民間の信用調査会社、帝国データバンク松江支店のまとめによると、今年上半期(1~6月)に県内で発生した企業倒産は26件だった。前年同期に比べ、件数は同数だったが、小口多発型の傾向で負債総額は同比61%減の13億9300万円だった。
 半年間の倒産件数は、過去10年で2015年上半期、23年下半期に次いで3番目。他方、1件当たりの負債総額は00年以降で最少だった。

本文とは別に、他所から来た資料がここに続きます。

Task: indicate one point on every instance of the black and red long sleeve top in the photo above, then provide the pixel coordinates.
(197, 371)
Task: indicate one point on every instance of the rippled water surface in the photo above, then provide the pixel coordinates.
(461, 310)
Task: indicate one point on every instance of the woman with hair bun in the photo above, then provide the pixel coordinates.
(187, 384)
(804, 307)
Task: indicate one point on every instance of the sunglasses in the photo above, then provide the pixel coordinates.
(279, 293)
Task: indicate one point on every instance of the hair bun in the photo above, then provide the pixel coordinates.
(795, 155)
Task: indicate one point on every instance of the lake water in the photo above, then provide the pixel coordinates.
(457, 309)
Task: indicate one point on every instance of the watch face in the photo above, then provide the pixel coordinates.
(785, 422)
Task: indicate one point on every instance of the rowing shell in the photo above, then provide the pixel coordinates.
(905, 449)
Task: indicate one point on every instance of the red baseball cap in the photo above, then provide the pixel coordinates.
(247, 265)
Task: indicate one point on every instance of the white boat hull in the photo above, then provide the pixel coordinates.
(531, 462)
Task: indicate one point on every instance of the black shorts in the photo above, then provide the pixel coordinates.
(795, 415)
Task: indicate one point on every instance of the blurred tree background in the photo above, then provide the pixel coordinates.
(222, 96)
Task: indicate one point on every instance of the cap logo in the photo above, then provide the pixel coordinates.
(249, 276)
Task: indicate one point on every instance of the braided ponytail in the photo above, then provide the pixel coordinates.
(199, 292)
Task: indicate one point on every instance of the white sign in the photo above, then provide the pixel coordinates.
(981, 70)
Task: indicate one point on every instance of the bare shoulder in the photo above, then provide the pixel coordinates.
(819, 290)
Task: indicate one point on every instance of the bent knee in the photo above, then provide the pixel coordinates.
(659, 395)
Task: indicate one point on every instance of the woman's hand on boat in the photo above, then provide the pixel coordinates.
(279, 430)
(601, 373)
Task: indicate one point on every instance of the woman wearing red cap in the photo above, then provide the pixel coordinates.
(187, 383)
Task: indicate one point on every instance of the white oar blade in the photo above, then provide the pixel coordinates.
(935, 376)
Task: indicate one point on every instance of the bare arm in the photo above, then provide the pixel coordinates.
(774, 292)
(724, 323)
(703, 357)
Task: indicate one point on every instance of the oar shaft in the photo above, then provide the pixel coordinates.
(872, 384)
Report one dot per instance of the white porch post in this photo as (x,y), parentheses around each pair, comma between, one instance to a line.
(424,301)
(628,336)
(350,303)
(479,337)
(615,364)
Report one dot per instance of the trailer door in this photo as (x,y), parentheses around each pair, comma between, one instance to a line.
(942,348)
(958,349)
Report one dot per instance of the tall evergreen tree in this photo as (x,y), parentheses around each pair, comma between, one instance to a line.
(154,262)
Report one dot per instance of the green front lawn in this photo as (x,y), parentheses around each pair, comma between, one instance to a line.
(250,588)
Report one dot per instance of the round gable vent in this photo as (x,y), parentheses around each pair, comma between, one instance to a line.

 今年上半期の倒産の特徴としては、負債総額1億円以上が2件と少なく、すべて従業員10人未満の小型倒産が多発した。昨年上半期は、老舗を含む業歴30年以上の比較的歴史のある企業の倒産が6割近くを占めたが、今年は3割以下だった。
 業種別で見ると、小売業9件、サービス業6件、建設業4件、製造業2件など。原因別では売り上げ不振が23件と大半を占めた。倒産に伴い業務を停止する破産が23件、特別清算3件だった。
 地域別では、松江市7件、出雲市5件、大田市4件、安来市、邑智郡、鹿足郡各2件、雲南市、仁多郡、浜田市、益田市各1件。半数近くが松江、出雲に集中した。
 同支店は「物価高と人手不足、個人消費の低迷など今後も中小零細企業を取り巻く経営環境は変わらず、事業継続を断念せざるを得ない企業が増える恐れがある」とみている。